Eucalyptus conferta facts for kids
Quick facts for kidsEucalyptus conferta
Eucalyptus conferta is a rare, slender tree that is endemic to a small area near Chewton, Victoria in Australia. It has thick, rough, fissured bark, dull green to bluish, lance-shaped adult leaves, flower buds arranged in groups of seven, white flowers and hemispherical fruit.

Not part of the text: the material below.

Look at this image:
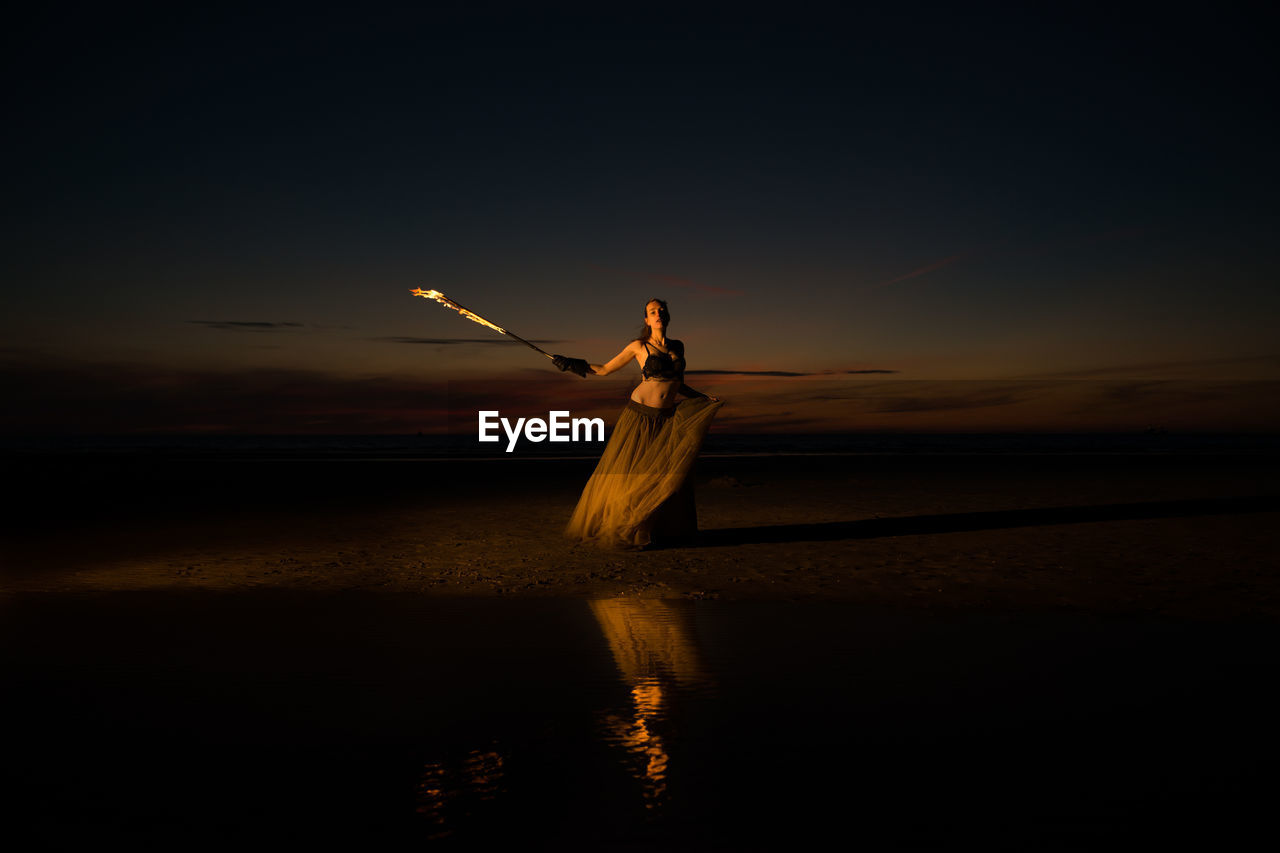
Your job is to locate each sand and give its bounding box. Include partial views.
[3,455,1280,619]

Eucalyptus conferta is a slender tree typically growing to a height of about 15 m (50 ft) with thick, rough, fissured bark. The leaves on young plants are linear, curved, dull and glaucous, up to 80 mm (3.1 in) long and 9 mm (0.35 in) wide on a short petiole, or sessile. Adult leaves are dull green to bluish, lance-shaped, 70–110 mm (2.8–4.3 in) long and 12–18 mm (0.47–0.71 in) wide on a petiole 12–18 mm (0.47–0.71 in) long. The flower buds are arranged in groups of seven in leaf axils on a thin peduncle 7–11 mm (0.28–0.43 in) long, the individual buds on a thin pedicel 2–5. The mature buds are oval, 6–7 mm (0.24–0.28 in) long and 2–3 mm (0.079–0.118 in) wide with a conical operculum 3–4 mm (0.12–0.16 in) long. Flowering occurs in autumn and the flowers are white. The fruit is a woody, hemispherical to almost conical capsule 3–4 mm (0.12–0.16 in) long and wide on a slender pedicel 1–3 mm (0.04–0.1 in) long.
Taxonomy and naming
Eucalyptus conferta was first formally described in 2012 by Kevin James Rule and the description was published in the journal Muelleria from a specimen collected in the Fryers Range west of Malmsbury. The specific epithet (conferta) is a Latin word meaning "pressed together", "crowded", "thick" or "dense", referring to the crowded leaves on immature plants.
Distribution and habitat
This eucalypt is a rare tree, restricted to the Glenluce State Forest about 17 km (11 mi) south of Chewton in Victoria, where it grows on hilly sites in dry, shallow soils.